Opinion- Under both the Code of Professional Responsibility (repealed effective Jan. 1, 1988) and cited herein as “SCR 20.”) and the Rules of Professional Conduct for Attorneys (created effective January 1, 1988) and cited herein as Rules or “SCR 20:”}, inclusion of such indemnification and hold harmless provisions in settlement agreements is improper. Accordingly, lawyers may not propose, demand or enter into such agreements.
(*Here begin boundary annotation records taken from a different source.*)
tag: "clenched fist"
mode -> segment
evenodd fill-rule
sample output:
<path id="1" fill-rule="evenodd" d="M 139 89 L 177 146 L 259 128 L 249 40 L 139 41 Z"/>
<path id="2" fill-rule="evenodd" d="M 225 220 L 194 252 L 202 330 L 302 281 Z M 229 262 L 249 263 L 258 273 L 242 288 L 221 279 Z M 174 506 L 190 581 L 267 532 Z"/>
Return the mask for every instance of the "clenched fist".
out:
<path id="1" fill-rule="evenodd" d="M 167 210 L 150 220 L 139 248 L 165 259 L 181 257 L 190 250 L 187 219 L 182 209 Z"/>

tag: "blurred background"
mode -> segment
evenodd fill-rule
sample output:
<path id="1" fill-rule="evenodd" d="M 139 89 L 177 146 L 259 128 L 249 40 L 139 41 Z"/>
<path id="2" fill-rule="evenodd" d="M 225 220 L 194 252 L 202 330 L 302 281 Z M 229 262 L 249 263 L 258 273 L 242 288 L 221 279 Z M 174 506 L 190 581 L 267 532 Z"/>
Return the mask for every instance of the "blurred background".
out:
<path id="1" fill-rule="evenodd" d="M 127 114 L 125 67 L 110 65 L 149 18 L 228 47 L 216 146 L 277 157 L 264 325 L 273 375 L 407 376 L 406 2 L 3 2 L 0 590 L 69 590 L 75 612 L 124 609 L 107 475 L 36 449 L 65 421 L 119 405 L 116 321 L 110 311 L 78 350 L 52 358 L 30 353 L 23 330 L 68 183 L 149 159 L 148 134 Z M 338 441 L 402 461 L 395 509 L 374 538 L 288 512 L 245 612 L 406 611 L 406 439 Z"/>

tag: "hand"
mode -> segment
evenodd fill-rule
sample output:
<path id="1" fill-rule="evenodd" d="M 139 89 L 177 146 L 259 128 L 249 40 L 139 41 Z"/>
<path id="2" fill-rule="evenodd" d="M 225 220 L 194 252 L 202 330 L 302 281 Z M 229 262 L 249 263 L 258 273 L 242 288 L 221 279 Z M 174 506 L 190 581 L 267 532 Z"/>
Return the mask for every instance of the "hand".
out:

The primary ethical problem with conditioning a settlement agreement on a lawyer’s becoming a guarantor against lien claims is that the lawyer’s interests are placed clearly at odds with his or her clients. Although the US. Supreme Court’s holding in Evans v. Jeff D., 106 S. Ct. 1531 (1986), suggest that settlement proposals may sometimes legally and ethically drive such a potential wedge between attorney and client, this committee concurs with other bar association ethics committees in holding that it is unprofessional conduct to enter into or to propose such agreements, at least in contexts other than the 1976 Civil Rights Attorneys Fees Act, which was at issue in Evans, supra. See, e.g. District of Columbia Opinion 147 (1/24/85): New York City Opinion 82080 (reaffirming Opinion 80-94).
In addition, both the code and Rules narrowly circumscribe the extent to which lawyers may acquire a financial interest in representation for which they are responsible. See generally SCR 20.26 and SCR 20:1.8. Neither the Code nor Rules expressly or, in the committee’s opinion, implicitly sanctions the usage of such indemnification and hold harmless provisions. In summary, we conclude that a lawyer’s participating in settlement agreements incorporation such provisions would constitute a prohibited acquisition of a financial (although potentially negative) interest in the cause of action or subject matter of the litigation that the lawyer is conducting, as well as an improper advance of financial assistance to a client. See SCR 20:26 and SCR 20:1.8(e) and (j).
It took 25 years for this issue recently to arise in our office. Granted, the person suggesting it wasn’t an attorney, but rather, an insurance adjuster and wasn’t in the State of Wisconsin, but the point of the insurance adjuster “demanding” that I should personally promise to pay liens and obligations of the client, would run contrary to my ethical responsibilities to my client. I cannot and will not sign such a hold harmless agreement. I won’t be intimidated or pushed around by the insurance company adjuster anymore today, than the insurance defense attorney tried to do to us 25 years ago. Sometimes, you just have to stand up and fight back as hard as you can at the insurance company for trying to push you around.